Lion Feuchtwanger oggi come ottanta ani fa, pone interrogativi alla cultura ebraica, e non solo.
“C’è chi è per l’ebraismo riformato, per l’assimilazione e l’acculturazione, e chi, – come me – ha scelto l’ortodossia: l’importante è tramandare alle generazioni la grandezza del messaggio biblico”.
Ebrei e cistiani.
“Il confronto tra mondo greco-romano ed ebraico, poi cristiano ed ebraico, è sempre stato attraversato da stereotipi quando non da aperte strumentalizzazioni. Oggi però ci sono buone notizie, il dialogo è avviato e assume da entrambe le parti prospettive nuove”.
E il dialogo con l’Islam?
“Bisogna valorizzare le diversità. Un ebreo di Gerusalemme come me, ha trovato un ambiente accogliente a Firenze. In questi anni ho dialogato con grande intensità con gli imam. Il messaggio profondo di ogni religione è per il bene dell’uomo”.
È passato poco più di un mese dall’attentato a Charlie Hebdo, ma sembra essere trascorso un decennio. Tutta l’attenzione internazionale si è spostata verso gli altri atti terroristici perpetrati e sulla possibile guerra in Libia. Rav Levi, qual è il suo giudizio?
“Son tempi difficili, caratterizzati da grande fluidità, c’è un gruppo che non è così grande e importante ma che vuole imporre a tutti una religione universale. Il pericoloso esiste. Per questo ci vuole fermezza, decisione, e sapere come affrontare questa situazione complicata anche perché ormai l’Isis si è insediato in tutte le città europee e statunitensi e non sappiamo cosa può accadere domani. È necessario un riconoscimento internazionale del pericolo e un’azione comune”.
L’incontro verteva su La distruzione del tempio dell’ebreo tedesco Lion Feuchtwanger che dà voce a Giusepe Flavio, lo storico giudeo ma cittadino romana, primo grande mediatore culturale tra mondo ebraico e mondo “occidentale”.

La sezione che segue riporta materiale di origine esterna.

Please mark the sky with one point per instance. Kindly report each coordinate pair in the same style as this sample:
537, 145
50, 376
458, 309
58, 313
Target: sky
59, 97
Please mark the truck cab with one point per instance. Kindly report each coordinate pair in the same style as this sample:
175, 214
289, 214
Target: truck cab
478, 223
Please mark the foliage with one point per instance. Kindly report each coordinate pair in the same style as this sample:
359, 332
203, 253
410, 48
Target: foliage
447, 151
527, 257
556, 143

“L’autore ha scritto questo volume pochi anni prima dell’inizio della Seconda Guerra mondiale: è un libro profetico perché nei romani del I secolo, ad esempio, si intravvede la ferocia nazista. Inoltre, pur proponendo una religione universale sulla scia anche del vangelo, greci, ebrei e latini riuniti insieme sotto la stessa divinità, Feuchtwanger annuncia e segnala i pericoli della non consapevolezza della ricchezza e della particolarità dei popoli, della diversità dei popoli, un nodo ancora oggi attualissimo. Senza diversità non ci può essere universalismo e l’universalismo che non riconosce e non rispetta l’apporto che ogni persona può portare alla comunità civile, rischia di diventare totalitario.

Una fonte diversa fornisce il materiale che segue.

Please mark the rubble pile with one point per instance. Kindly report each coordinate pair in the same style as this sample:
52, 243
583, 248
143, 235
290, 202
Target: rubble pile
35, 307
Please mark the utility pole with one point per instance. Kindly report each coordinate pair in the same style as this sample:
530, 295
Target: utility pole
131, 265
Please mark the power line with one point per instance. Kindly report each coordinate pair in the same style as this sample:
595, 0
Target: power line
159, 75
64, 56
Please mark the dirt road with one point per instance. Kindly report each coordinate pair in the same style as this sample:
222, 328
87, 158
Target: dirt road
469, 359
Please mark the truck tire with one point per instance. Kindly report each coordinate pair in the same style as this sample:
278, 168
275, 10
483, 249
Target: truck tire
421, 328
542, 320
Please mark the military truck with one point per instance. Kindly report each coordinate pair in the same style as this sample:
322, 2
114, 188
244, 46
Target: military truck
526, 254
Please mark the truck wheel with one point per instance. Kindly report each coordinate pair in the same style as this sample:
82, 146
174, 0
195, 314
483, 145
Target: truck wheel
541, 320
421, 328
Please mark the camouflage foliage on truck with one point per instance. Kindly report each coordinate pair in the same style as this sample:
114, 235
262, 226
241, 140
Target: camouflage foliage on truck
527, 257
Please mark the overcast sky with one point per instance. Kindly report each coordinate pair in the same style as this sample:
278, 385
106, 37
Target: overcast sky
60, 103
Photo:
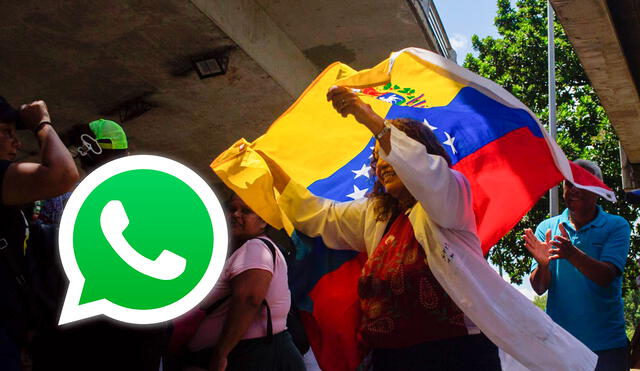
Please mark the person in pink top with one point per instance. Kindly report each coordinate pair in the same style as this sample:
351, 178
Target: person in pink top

Se devo avanzare una critica al libro, questa visione certamente di universalità del messaggio religioso e culturale forse non ha preso abbastanza in considerazione – proprio come la cultura romana di allora – che i popoli possano essere diversi, i messaggi svariati. Abbiamo valori comuni sui quali trovarsi d’accordo ma ognuno vive la vita sotto la sua vigna e sotto il suo fico, per utilizzare una terminologia antica”.
Intanto, in alcune parti del mondo, si parla ancora di guerre di religione.

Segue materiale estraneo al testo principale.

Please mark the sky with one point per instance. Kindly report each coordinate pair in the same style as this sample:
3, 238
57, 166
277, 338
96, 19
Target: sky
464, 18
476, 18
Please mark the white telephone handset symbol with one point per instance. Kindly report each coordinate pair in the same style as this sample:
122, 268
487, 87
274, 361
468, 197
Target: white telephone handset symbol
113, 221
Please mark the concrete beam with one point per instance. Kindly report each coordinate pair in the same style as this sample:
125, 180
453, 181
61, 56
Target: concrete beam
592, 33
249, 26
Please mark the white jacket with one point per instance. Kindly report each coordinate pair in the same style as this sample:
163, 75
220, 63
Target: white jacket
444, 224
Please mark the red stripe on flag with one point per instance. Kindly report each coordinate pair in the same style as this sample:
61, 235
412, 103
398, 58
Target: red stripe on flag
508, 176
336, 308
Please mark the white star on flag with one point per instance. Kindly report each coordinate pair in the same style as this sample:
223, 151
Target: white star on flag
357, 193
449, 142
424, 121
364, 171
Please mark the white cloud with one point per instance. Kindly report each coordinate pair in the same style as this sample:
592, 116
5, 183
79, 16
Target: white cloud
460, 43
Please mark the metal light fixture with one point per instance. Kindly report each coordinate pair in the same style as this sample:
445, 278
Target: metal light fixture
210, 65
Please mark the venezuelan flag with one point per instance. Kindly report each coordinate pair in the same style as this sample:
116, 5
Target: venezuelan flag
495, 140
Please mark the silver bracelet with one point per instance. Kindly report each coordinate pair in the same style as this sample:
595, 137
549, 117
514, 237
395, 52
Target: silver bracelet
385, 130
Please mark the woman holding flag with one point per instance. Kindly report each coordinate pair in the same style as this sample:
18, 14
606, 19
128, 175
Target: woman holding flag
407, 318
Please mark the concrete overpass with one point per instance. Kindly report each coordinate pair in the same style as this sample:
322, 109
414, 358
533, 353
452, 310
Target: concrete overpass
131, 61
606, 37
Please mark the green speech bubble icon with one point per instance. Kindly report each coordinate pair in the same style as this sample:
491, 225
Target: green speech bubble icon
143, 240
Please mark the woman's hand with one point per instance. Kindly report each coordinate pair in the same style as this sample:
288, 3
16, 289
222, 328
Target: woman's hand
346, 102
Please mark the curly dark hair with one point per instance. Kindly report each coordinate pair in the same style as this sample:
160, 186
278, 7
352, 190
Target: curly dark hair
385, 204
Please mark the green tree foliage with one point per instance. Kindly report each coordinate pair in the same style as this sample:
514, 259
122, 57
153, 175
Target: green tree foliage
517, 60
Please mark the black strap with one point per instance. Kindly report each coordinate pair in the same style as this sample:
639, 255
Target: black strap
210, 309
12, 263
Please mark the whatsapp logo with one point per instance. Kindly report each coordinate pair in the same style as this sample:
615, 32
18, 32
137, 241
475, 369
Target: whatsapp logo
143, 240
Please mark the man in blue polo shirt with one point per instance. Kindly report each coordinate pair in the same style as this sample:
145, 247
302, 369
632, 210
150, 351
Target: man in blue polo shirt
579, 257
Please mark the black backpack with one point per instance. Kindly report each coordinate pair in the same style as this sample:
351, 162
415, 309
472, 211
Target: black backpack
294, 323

“Spero vivamente che nel XXI secolo non avvenga tutto ciò. Nel cristianesimo e nel cattolicesimo c’è una nuova consapevolezza di dialogo e di rispetto dell’altro e di colloquiare, anche dell’ebraismo e dell’islam.
Esistono purtroppo gruppi di estremisti, di tutti e tre i monoteismi, a cui questa prospettiva di dialogo non piace e preferiscono una forma precedente di religione che si impone e crea problemi.
A questo punto della storia, dopo la Nostra Aetate, la Shoah e tutto il XX secolo, ritengo che siamo un po’ più saggi e faremo di tutto per mantenere la via del dialogo e dell’amicizia”.